Would she ever fly again?
* * *
THREE MORNINGS LATER, Jenny woke to pounding at the door. Her brain was foggy. Daylight poured through the window. She glanced at the clock and jerked upright. It was ten in the morning, but then she hadn’t gone to sleep until 4:00 a.m. She’d been caught up in an idea for a story.
More impatient knocking, and then the door burst open. Her sister Lenore walked in.
Jenny stared at her. “I thought you were in San Francisco.”
“Charlie and I flew in this morning,” she said.
“Charlie?”
“Charlotte, your niece. She announced last year she wants to be called Charlie.”
“How did our parents take the announcement?”
“They ignored Charlie’s edict, of course, and warned me that she might, of all horrors, take after you.”
Jenny chuckled.

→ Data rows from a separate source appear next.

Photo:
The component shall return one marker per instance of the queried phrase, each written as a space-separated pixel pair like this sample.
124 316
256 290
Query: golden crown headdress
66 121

This was a different side of Lenore. But then, except for a brief visit at the hospital a few months ago, she hadn’t seen her sister in more than five years. “Mother didn’t say you were coming,” she said.
“She didn’t know,” Lenore said. “Charlie’s downstairs with her now.” She scrutinized Jenny. “You look a lot better than you did a few months ago. But you really have to do something with that hair.”
“Gee, thanks. I missed you, too,” Jenny replied. Her hair probably was a mess after sleeping on it. It was uncontrollably curly and a real pain to brush with her left hand.
“You never did like lies. Even little ones,” Lenore said as she eyed Jenny critically. “You know, your hair would look really cute if you cut it shorter.”
“I would look like Little Orphan Annie,” Jenny retorted, not admitting that she needed a new hairstyle, one that she could manage with her injury.
Lenore laughed, but it sounded hollow. “No, you wouldn’t. It would look great on you. I couldn’t get away with it, but you could.” She paused, and then she added awkwardly, “How are you feeling? Really?”
“Good,” Jenny lied. “I’m hoping to leave soon. I want to get back to work.”
“Is your shoulder healed enough?”
“I can manage most activities now. The problem is driving. A sudden movement can nearly paralyze my arm, but I’m working on it.”
“You’re not planning to go back to the Middle East?”